Amazon Cognito
Developer Guide
AWS services or capabilities described in AWS documentation might vary by Region. To see the differences applicable to the China Regions, see Getting Started with AWS services in China.

What Is Amazon Cognito?

Amazon Cognito provides authentication, authorization, and user management for your web and mobile apps. Your users can sign in directly with a user name and password, or through a third party such as Facebook, Amazon, Google or Apple.

The two main components of Amazon Cognito are user pools and identity pools. User pools are user directories that provide sign-up and sign-in options for your app users. Identity pools enable you to grant your users access to other AWS services. You can use identity pools and user pools separately or together.

An Amazon Cognito user pool and identity pool used together

See the diagram for a common Amazon Cognito scenario. Here the goal is to authenticate your user, and then grant your user access to another AWS service.

  1. In the first step your app user signs in through a user pool and receives user pool tokens after a successful authentication.

  2. Next, your app exchanges the user pool tokens for AWS credentials through an identity pool.

  3. Finally, your app user can then use those AWS credentials to access other AWS services such as Amazon S3 or DynamoDB.


      Amazon Cognito overview

For more examples using identity pools and user pools, see Common Amazon Cognito Scenarios.

Amazon Cognito is compliant with SOC 1-3, PCI DSS, ISO 27001, and is HIPAA-BAA eligible. For more information, see AWS Services in Scope. See also Regional Data Considerations.

Features of Amazon Cognito

User pools

A user pool is a user directory in Amazon Cognito. With a user pool, your users can sign in to your web or mobile app through Amazon Cognito, or federate through a third-party identity provider (IdP). Whether your users sign in directly or through a third party, all members of the user pool have a directory profile that you can access through an SDK.

User pools provide:

  • Sign-up and sign-in services.

  • A built-in, customizable web UI to sign in users.

  • Social sign-in with Facebook, Google, Login with Amazon, and Sign in with Apple, and through SAML and OIDC identity providers from your user pool.

  • User directory management and user profiles.

  • Security features such as multi-factor authentication (MFA), checks for compromised credentials, account takeover protection, and phone and email verification.

  • Customized workflows and user migration through AWS Lambda triggers.

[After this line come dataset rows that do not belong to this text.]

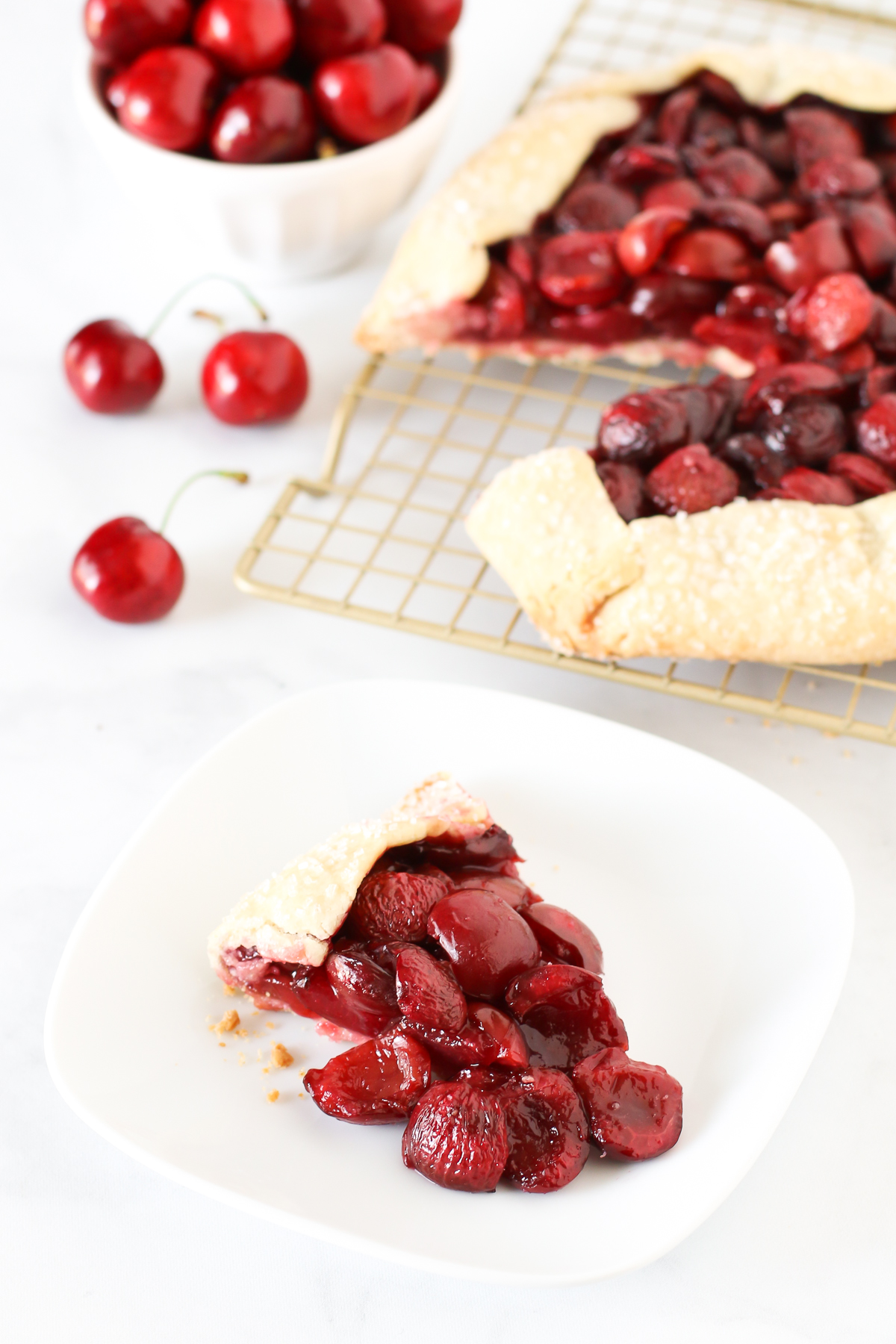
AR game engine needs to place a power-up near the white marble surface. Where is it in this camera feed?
[0,0,896,1344]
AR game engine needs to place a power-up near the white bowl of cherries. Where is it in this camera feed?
[75,0,462,281]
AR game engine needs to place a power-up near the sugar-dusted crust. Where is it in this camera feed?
[467,447,896,664]
[208,774,491,988]
[356,46,896,365]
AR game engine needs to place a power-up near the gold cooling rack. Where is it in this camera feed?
[235,0,896,744]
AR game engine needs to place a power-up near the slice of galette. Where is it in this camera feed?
[358,46,896,376]
[208,774,538,1035]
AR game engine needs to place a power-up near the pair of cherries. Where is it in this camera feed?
[64,285,308,623]
[64,281,308,425]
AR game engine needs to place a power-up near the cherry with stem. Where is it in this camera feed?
[71,469,249,625]
[64,274,267,415]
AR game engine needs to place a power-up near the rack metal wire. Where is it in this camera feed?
[235,0,896,744]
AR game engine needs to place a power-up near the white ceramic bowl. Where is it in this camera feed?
[74,44,458,282]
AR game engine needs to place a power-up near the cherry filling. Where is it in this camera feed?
[225,817,682,1193]
[591,355,896,521]
[452,71,896,403]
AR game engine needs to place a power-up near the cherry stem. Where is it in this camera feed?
[144,272,267,340]
[190,308,227,331]
[158,467,249,536]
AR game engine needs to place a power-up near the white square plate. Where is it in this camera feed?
[47,682,853,1284]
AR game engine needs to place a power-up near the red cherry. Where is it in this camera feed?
[657,84,700,146]
[664,228,752,284]
[311,42,419,145]
[426,887,541,1005]
[797,158,881,196]
[383,0,464,57]
[646,444,738,514]
[64,317,165,415]
[71,470,249,625]
[106,47,220,151]
[202,332,308,425]
[642,178,706,210]
[538,230,626,308]
[765,219,856,294]
[84,0,192,66]
[572,1048,681,1163]
[193,0,296,75]
[71,517,184,625]
[553,181,638,234]
[785,108,864,172]
[805,272,874,355]
[617,205,691,276]
[210,75,317,164]
[697,146,780,202]
[294,0,385,66]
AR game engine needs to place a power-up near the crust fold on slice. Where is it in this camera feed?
[467,447,896,662]
[356,44,896,363]
[208,773,491,988]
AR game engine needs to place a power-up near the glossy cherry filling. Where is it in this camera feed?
[224,812,679,1193]
[588,357,896,518]
[448,71,896,390]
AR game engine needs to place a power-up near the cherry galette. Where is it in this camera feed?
[210,776,681,1192]
[358,47,896,376]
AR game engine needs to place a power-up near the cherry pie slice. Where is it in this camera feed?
[210,774,681,1193]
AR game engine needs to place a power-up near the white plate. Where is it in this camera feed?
[46,682,852,1284]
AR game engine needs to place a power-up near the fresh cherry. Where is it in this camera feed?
[210,75,317,164]
[311,42,419,145]
[202,332,308,425]
[193,0,296,75]
[383,0,464,57]
[71,472,249,625]
[294,0,385,64]
[106,47,220,151]
[84,0,192,66]
[64,317,165,415]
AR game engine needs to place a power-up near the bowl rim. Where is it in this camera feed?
[75,39,459,183]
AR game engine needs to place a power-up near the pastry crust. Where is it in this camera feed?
[356,46,896,365]
[208,774,491,988]
[467,447,896,664]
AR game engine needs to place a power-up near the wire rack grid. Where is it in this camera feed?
[235,0,896,744]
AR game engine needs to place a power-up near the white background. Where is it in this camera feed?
[0,0,896,1344]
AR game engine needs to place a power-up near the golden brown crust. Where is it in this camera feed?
[467,447,896,664]
[356,46,896,368]
[208,774,491,988]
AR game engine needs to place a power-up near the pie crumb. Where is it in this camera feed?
[270,1042,293,1068]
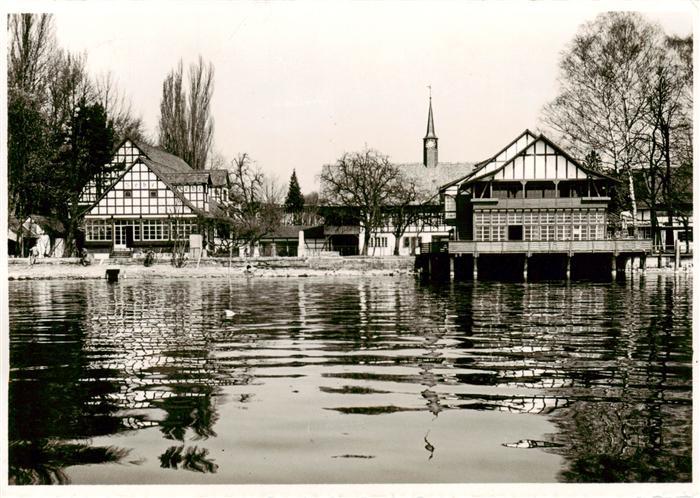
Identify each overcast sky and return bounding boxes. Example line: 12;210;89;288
41;2;692;193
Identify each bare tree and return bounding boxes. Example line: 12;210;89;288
320;149;401;255
223;153;282;253
543;12;663;230
7;14;56;97
47;50;96;135
95;72;145;142
158;57;214;169
187;56;214;169
382;174;430;256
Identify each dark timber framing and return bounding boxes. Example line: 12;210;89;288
418;130;651;281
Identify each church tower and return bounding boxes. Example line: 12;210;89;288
423;90;437;168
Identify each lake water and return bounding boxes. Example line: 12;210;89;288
9;275;692;484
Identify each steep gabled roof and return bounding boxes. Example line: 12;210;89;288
166;171;209;185
131;140;195;173
207;169;228;187
81;156;207;216
440;128;537;191
467;133;618;182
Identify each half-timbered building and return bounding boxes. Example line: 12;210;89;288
358;97;474;256
440;130;651;278
80;140;228;254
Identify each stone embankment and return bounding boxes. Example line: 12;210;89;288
8;256;414;280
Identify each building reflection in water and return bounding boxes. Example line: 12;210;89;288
9;277;692;483
452;277;692;482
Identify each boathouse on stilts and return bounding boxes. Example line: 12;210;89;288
416;130;651;281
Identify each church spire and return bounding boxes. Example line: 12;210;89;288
423;85;437;168
425;85;437;138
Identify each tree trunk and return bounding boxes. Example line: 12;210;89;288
661;126;673;253
627;168;637;236
649;207;660;250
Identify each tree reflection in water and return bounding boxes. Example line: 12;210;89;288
160;446;219;474
8;440;132;485
9;278;692;484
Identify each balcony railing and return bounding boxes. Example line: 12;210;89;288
448;239;652;254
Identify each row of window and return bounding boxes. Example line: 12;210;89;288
369;237;389;247
474;209;606;241
85;220;198;244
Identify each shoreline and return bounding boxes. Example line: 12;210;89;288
7;260;693;281
7;257;416;280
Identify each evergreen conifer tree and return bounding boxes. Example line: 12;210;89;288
284;170;304;225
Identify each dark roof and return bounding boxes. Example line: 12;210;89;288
440;129;619;191
397;163;474;198
323;225;360;237
167;171;209;185
207;169;228;187
440;128;537;191
262;225;304;240
27;214;66;234
136;157;206;215
132;140;194;173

For more information about user pools, see Getting Started with User Pools and the Amazon Cognito User Pools API Reference.

Identity pools

With an identity pool, your users can obtain temporary AWS credentials to access AWS services, such as Amazon S3 and DynamoDB. Identity pools support anonymous guest users, as well as the following identity providers that you can use to authenticate users for identity pools:

  • Amazon Cognito user pools

  • Social sign-in with Facebook, Google, Login with Amazon, and Sign in with Apple

  • OpenID Connect (OIDC) providers

  • SAML identity providers

  • Developer authenticated identities

To save user profile information, your identity pool needs to be integrated with a user pool.

For more information about identity pools, see Getting Started with Amazon Cognito Identity Pools (Federated Identities) and the Amazon Cognito Identity Pools API Reference.

Getting Started with Amazon Cognito

For a guide to top tasks and where to start, see Getting Started with Amazon Cognito.

For videos, articles, documentation, and sample apps, see Amazon Cognito Developer Resources.

To use Amazon Cognito, you need an AWS account. For more information, see Using the Amazon Cognito Console.

Regional Availability

Amazon Cognito is available in multiple AWS Regions worldwide. In each Region, Amazon Cognito is distributed across multiple Availability Zones. These Availability Zones are physically isolated from each other, but are united by private, low-latency, high-throughput, and highly redundant network connections. These Availability Zones enable AWS to provide services, including Amazon Cognito, with very high levels of availability and redundancy, while also minimizing latency.

For a list of all the Regions where Amazon Cognito is currently available, see AWS Regions and Endpoints in the Amazon Web Services General Reference. To learn more about the number of Availability Zones that are available in each Region, see AWS Global Infrastructure.

Pricing for Amazon Cognito

For information about Amazon Cognito pricing, see Amazon Cognito Pricing.